Piri’s family have farmed here for hundreds of years. The oldest know bottles produced by the family date from 1789. Until the 1960’s they farmed a mix of crops, like potatoes and wheat, and animals such as cows and pigs. And then, going with the times, they focused on their 15ha of vines.
Piri seems to have inherited her ancestor’s spirit because she’s a keen gardener of vegetables and herbs and acute observer of local plant life – witness the labels which display plants she has collected and pressed and digitised. She loves to grow as much of her own food as possible and her wine philosophy is driven as much by her love of the environment and caring for the nature in her backyard as to make the finest wine she can.
Piri grew up with wine and learned by doing, enjoying first the vines and work in the vines, then later cellar work. Nonetheless she explored the world, wanting to experience other worlds away from wine, so she moved to Canada and there to her surprise found beautiful wine regions that drew her back in.
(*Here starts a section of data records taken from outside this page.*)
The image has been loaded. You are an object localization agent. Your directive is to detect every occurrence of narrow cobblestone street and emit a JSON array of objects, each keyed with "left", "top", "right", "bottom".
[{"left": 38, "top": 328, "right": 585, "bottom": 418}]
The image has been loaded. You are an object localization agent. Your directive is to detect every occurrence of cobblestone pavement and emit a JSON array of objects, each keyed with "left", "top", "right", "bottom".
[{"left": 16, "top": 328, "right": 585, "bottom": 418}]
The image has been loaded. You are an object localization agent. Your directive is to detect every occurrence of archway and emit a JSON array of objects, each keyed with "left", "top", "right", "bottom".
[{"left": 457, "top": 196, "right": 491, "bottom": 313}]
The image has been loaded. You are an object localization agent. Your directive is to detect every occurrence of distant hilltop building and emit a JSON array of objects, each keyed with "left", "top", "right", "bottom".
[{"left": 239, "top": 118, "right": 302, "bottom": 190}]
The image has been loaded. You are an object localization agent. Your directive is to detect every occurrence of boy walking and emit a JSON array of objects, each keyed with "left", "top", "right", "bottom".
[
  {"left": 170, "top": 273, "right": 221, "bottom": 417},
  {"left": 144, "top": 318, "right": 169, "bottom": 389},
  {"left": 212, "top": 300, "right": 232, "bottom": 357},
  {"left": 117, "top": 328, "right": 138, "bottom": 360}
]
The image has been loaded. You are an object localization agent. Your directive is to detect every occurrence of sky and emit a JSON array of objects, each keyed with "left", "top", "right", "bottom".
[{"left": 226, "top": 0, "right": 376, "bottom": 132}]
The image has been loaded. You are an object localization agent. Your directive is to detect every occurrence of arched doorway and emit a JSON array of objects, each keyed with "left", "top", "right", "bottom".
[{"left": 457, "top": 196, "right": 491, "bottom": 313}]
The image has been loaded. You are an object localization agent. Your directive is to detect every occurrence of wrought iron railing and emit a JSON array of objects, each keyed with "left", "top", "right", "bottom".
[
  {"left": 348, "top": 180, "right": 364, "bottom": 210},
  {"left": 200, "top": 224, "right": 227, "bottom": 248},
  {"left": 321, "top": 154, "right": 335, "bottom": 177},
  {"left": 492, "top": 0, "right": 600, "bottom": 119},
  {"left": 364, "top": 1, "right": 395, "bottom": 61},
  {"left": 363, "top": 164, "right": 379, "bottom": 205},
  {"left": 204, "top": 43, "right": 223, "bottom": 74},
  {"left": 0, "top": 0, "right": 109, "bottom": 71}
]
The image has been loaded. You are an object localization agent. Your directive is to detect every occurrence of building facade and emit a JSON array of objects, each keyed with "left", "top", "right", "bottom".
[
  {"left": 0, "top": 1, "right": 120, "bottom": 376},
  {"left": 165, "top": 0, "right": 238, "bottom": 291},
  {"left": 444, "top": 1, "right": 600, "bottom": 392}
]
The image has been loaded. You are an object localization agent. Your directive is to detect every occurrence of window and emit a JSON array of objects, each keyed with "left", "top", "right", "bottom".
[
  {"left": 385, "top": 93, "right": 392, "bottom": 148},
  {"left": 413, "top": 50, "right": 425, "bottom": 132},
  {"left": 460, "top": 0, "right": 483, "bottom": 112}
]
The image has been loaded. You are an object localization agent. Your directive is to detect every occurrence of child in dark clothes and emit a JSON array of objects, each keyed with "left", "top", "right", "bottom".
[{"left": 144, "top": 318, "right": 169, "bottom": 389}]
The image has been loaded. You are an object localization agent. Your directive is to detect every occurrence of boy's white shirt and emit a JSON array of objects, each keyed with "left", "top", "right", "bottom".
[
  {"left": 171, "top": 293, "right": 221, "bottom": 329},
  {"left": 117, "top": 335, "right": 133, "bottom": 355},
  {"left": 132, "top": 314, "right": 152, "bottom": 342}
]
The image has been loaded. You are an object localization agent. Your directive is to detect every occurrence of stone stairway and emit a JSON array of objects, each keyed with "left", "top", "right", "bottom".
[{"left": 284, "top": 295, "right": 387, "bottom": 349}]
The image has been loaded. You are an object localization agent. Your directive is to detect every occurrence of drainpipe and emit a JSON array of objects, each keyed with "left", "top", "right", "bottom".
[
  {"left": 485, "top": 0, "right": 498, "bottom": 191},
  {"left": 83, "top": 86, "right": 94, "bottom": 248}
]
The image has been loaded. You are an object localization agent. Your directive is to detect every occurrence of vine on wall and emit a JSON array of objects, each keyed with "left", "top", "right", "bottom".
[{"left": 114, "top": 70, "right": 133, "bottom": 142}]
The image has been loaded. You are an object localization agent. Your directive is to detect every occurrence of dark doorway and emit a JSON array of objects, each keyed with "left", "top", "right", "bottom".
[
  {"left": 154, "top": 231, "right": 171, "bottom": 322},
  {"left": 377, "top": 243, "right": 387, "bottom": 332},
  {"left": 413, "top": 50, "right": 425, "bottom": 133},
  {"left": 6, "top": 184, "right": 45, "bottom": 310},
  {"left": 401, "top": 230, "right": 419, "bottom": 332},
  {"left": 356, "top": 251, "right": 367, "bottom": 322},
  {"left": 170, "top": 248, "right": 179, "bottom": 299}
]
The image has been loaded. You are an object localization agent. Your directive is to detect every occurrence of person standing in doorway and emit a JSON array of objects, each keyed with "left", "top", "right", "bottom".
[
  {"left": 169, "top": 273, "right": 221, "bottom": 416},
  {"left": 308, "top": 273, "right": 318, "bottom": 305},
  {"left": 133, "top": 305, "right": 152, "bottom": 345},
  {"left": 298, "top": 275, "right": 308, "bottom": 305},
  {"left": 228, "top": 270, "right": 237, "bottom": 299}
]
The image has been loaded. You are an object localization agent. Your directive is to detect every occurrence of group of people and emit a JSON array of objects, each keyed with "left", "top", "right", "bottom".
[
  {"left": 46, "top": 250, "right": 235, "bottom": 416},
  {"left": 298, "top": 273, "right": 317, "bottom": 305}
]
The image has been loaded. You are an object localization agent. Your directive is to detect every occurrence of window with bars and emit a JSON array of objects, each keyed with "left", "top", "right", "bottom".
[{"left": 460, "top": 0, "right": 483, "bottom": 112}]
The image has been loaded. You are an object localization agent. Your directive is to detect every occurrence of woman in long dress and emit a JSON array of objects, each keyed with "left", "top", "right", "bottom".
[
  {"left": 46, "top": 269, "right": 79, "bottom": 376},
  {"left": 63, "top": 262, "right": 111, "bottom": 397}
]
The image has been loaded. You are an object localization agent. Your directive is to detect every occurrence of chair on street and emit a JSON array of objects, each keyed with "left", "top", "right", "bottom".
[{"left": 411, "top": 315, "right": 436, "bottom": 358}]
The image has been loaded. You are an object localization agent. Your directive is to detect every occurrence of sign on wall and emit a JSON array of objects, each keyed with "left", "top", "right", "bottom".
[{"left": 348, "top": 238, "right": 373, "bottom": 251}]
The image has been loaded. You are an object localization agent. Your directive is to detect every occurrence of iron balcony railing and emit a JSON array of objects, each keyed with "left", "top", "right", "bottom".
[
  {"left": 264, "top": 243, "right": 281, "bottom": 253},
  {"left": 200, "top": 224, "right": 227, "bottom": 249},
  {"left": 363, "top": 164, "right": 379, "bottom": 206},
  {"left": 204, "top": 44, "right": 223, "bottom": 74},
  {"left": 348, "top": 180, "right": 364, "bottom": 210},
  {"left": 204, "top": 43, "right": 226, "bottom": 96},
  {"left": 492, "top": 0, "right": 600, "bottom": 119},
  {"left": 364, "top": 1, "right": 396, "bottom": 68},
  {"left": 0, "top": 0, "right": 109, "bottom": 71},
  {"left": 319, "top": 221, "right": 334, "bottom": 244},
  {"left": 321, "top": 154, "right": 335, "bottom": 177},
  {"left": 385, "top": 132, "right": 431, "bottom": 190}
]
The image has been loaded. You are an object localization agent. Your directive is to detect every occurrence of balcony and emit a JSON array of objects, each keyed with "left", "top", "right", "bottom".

She did stages at Geisenheim and at Keller in the Rheinhessen where she would also taste a huge amount of wine from all over.
Her first vintage was 2018, her first commercial vintage with a range of signature wines was 2019.
Piri writes clearly of her work in the vines:
“ we are still far below the permitted amounts of copper and sulfur in the vineyards allowed in organic farming and I think that is because many “little” steps come together to form a bigger picture. For spraying we work a lot with herbal teas/extracts collected here in the fields to naturally strengthen the plants – ivy, nettle, horsetail, tansy, etc… Additionally we started working with whey (Molke) which we get from friends who started a little cheesery with milk from their own cows very close by, and we’re working on a compost-tea-brewer to be able to work more probiotic in the future.
“The major part, literally the groundwork for all that we do, is the way to approach the land, especially soil and all the microbes living in there; the connection and communication with the land. I understand our vineyards as a Wiese (meadow) full of grasses and herbs that are habitat to not only our vines but also a variety of wildlife and local flora. They provide shelter, food and nesting areas for animals and I can’t say it often enough, even in a small area surrounding the village different locations develop different plants if we just give the opportunity to do so. This is not only the responsibility of farmers but everyone’s responsibility in my opinion. Now most of it has turned to seed and we started mowing.”